Dans la tradition judéo-chrétienne, les images sont en principe interdites. Les Dix Commandements demandent en effet de ne pas représenter Dieu. Il n’empêche, la plupart des Occidentaux attribuent des traits masculins au Créateur, source de tout ce qui existe. Depuis que Michel-Ange a peint la fresque monumentale de la Création d’Adam au moins, ils voient en lui un homme à la fois âgé et plein de dynamisme.

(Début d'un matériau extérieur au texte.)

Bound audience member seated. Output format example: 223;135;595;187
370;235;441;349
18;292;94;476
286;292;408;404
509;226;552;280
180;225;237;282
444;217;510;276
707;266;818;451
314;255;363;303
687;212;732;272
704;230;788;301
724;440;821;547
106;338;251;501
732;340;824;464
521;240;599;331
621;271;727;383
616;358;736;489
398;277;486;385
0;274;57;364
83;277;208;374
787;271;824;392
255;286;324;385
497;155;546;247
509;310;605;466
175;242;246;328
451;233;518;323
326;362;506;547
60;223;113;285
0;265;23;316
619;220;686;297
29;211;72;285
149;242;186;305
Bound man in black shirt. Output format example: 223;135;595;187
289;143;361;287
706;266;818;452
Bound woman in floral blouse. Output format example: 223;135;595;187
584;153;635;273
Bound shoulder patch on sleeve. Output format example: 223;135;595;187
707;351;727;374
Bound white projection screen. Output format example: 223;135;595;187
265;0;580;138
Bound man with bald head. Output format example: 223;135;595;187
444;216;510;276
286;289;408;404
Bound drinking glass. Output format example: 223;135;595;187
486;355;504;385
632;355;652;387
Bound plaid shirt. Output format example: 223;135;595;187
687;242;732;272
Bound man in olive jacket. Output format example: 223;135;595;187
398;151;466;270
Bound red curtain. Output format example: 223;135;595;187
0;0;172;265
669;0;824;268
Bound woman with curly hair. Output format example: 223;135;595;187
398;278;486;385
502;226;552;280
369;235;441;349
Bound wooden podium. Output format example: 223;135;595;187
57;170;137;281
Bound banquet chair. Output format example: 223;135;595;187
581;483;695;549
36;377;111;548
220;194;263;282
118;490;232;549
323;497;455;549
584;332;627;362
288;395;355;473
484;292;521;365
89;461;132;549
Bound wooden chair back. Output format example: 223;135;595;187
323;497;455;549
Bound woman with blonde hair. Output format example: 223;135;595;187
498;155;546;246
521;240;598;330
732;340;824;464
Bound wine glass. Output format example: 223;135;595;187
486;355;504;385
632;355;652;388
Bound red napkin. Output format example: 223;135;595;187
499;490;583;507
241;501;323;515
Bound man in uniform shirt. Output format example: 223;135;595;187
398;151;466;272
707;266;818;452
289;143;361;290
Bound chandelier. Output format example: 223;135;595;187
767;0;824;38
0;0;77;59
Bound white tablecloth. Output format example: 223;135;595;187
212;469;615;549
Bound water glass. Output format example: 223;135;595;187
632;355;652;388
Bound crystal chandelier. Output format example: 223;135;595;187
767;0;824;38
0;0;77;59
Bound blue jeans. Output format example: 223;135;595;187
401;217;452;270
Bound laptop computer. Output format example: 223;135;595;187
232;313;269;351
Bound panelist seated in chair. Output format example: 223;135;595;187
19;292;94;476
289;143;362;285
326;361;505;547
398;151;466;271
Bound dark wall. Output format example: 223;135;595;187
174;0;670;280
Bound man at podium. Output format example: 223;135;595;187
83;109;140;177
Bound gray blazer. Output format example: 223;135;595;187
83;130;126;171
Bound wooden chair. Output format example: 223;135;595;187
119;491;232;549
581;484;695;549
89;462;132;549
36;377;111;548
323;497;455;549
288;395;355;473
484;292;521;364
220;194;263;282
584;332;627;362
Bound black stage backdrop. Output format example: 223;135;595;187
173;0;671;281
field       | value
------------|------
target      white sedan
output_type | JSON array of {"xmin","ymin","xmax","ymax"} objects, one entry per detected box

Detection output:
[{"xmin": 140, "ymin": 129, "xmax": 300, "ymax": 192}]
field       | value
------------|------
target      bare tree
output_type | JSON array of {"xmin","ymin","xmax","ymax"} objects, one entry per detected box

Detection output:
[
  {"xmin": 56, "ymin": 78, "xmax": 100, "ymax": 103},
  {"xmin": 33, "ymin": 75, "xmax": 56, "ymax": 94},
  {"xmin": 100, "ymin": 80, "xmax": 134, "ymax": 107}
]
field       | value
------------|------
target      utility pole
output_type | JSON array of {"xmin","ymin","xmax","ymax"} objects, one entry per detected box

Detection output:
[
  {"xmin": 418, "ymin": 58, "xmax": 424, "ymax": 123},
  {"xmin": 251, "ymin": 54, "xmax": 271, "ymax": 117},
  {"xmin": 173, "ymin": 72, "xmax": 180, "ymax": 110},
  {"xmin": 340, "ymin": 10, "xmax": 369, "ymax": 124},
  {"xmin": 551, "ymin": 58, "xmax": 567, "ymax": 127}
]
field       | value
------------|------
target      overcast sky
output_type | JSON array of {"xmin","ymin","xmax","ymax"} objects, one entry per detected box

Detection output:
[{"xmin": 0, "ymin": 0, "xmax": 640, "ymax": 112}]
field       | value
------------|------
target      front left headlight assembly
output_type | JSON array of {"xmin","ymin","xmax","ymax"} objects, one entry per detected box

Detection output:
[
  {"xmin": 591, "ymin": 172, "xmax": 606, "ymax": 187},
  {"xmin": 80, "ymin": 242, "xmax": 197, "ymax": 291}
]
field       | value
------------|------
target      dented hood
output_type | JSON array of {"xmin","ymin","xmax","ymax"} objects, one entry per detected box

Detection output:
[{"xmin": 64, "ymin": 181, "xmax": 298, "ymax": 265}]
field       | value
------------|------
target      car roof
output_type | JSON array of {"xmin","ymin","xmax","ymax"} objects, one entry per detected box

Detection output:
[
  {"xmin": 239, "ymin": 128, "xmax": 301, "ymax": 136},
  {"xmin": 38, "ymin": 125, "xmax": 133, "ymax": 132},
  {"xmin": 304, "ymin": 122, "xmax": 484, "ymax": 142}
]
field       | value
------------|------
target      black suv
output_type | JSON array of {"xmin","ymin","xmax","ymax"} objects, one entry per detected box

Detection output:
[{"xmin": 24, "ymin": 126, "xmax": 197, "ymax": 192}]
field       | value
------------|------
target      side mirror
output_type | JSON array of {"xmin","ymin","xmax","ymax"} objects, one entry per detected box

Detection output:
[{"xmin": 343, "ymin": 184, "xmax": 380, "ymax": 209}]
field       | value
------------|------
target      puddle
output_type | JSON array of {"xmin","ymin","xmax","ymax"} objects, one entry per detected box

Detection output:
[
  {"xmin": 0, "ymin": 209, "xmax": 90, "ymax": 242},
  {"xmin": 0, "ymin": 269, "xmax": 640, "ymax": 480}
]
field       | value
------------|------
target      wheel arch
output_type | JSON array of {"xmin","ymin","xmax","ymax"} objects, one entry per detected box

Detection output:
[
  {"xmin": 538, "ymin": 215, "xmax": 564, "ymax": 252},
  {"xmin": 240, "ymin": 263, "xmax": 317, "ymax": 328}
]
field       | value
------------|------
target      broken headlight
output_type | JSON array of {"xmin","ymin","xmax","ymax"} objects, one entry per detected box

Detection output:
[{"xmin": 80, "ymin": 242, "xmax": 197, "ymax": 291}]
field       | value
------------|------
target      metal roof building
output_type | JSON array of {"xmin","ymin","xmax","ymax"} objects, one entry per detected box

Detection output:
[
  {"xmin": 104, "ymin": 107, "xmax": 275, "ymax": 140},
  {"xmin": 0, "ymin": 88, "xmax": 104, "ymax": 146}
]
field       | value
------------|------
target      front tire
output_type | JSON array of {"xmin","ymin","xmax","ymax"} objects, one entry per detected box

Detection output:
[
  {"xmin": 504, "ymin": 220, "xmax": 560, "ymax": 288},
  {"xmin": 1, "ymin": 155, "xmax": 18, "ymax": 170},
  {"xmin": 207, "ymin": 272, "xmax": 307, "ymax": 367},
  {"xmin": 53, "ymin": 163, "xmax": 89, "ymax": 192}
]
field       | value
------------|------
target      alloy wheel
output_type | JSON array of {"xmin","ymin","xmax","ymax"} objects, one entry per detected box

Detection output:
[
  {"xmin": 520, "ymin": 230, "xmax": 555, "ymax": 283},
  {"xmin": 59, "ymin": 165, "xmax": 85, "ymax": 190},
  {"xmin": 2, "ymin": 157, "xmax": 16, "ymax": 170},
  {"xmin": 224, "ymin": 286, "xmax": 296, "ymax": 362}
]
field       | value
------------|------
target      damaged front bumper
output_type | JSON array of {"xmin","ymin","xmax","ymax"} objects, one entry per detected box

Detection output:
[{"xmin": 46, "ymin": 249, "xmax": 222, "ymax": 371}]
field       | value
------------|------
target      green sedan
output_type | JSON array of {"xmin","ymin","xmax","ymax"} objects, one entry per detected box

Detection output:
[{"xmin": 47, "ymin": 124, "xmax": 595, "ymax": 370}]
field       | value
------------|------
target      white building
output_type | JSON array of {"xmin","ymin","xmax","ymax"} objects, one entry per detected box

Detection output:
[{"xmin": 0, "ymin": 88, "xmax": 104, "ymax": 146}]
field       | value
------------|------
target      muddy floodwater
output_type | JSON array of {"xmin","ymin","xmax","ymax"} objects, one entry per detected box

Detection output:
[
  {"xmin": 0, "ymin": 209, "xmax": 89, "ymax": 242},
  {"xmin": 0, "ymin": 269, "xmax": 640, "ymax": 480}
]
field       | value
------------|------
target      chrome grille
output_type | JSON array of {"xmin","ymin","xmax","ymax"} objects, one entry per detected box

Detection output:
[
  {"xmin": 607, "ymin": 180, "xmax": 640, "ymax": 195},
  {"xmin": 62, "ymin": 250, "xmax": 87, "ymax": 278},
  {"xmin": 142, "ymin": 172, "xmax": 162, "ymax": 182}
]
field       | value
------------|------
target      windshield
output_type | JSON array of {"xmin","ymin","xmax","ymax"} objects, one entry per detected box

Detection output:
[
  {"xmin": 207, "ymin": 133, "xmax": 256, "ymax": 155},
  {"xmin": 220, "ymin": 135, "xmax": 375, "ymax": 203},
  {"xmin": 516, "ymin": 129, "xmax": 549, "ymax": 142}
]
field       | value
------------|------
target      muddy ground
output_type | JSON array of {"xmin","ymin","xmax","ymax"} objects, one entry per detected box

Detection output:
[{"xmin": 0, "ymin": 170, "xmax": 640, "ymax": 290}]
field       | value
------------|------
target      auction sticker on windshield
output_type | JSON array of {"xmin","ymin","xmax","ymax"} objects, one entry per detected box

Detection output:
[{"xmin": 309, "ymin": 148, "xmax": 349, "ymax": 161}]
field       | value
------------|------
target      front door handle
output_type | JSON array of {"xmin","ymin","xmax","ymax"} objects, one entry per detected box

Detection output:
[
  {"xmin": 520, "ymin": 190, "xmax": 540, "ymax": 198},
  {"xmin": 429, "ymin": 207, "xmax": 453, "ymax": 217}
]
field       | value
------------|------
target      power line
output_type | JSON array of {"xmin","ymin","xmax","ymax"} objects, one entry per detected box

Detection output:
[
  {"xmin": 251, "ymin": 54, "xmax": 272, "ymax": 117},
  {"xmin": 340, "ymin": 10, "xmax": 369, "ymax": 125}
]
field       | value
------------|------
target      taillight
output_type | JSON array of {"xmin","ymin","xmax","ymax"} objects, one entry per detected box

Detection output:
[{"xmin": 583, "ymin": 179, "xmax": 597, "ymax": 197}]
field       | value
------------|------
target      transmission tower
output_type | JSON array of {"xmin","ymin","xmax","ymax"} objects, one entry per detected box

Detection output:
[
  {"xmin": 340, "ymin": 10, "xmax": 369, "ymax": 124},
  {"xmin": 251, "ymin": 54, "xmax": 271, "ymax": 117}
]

Traduit de l’allemand par Yvan Mudry
Les images de Dieu
Les images donnent un aperçu visuel des choses. Elles représentent ce qui n’est pas là où « immortalisent » un instant passé. Un poster nous permet de contempler la mer dans notre salon, une photo de revenir au temps de l’enfance. Les images ne sont pas les choses, mais seulement une représentation de celles-ci.
Au Proche-Orient, dans l’Antiquité, on se faisait une tout autre idée des images, idée qui se retrouve dans les textes de l’Ancien Testament. Pour les auteurs de ces récits, une image remplace ce qu’elle représente, comme pourrait le faire un envoyé. Le souverain, le roi ou l’empereur absent est présent dans son image. C’est ainsi qu’il est là, dans toutes les régions où il règne, et qu’un culte peut lui être rendu partout. Il en allait de même pour les divinités : on croyait qu’elles aussi étaient présentes par exemple dans leurs statues. Quand on croit qu’une image remplace une personne, on pense qu’une interaction avec elle est possible. La personne représentée sera alors invoquée, on lui demandera son conseil par l’intermédiaire de l’image, et l’image elle-même sera vénérée ou adorée, parce qu’elle rend la personne présente. L’interdiction des images dans l’Ancien Testament met fin à cette pratique religieuse : Dieu, le Créateur à l’origine de tout, ne peut pas se retrouver dans une image. Impossible de vénérer les matériaux qui constituent images et statues, voilà l’approche justifiant l’interdiction rapportée aux Hébreux par Moïse lorsqu’il redescend du Sinaï. De là ce texte de l’Exode, ici dans la version de la Bible Segond 21 : « Tu ne te feras pas de sculpture sacrée ni de représentation de ce qui est en haut dans le ciel, en bas sur la terre et dans l’eau plus bas que la terre. » (20,4) Il n’est pas interdit de se faire une idée de Dieu, mais il ne faut pas, selon la coutume, rendre un culte à une statue ou à une image le représentant1.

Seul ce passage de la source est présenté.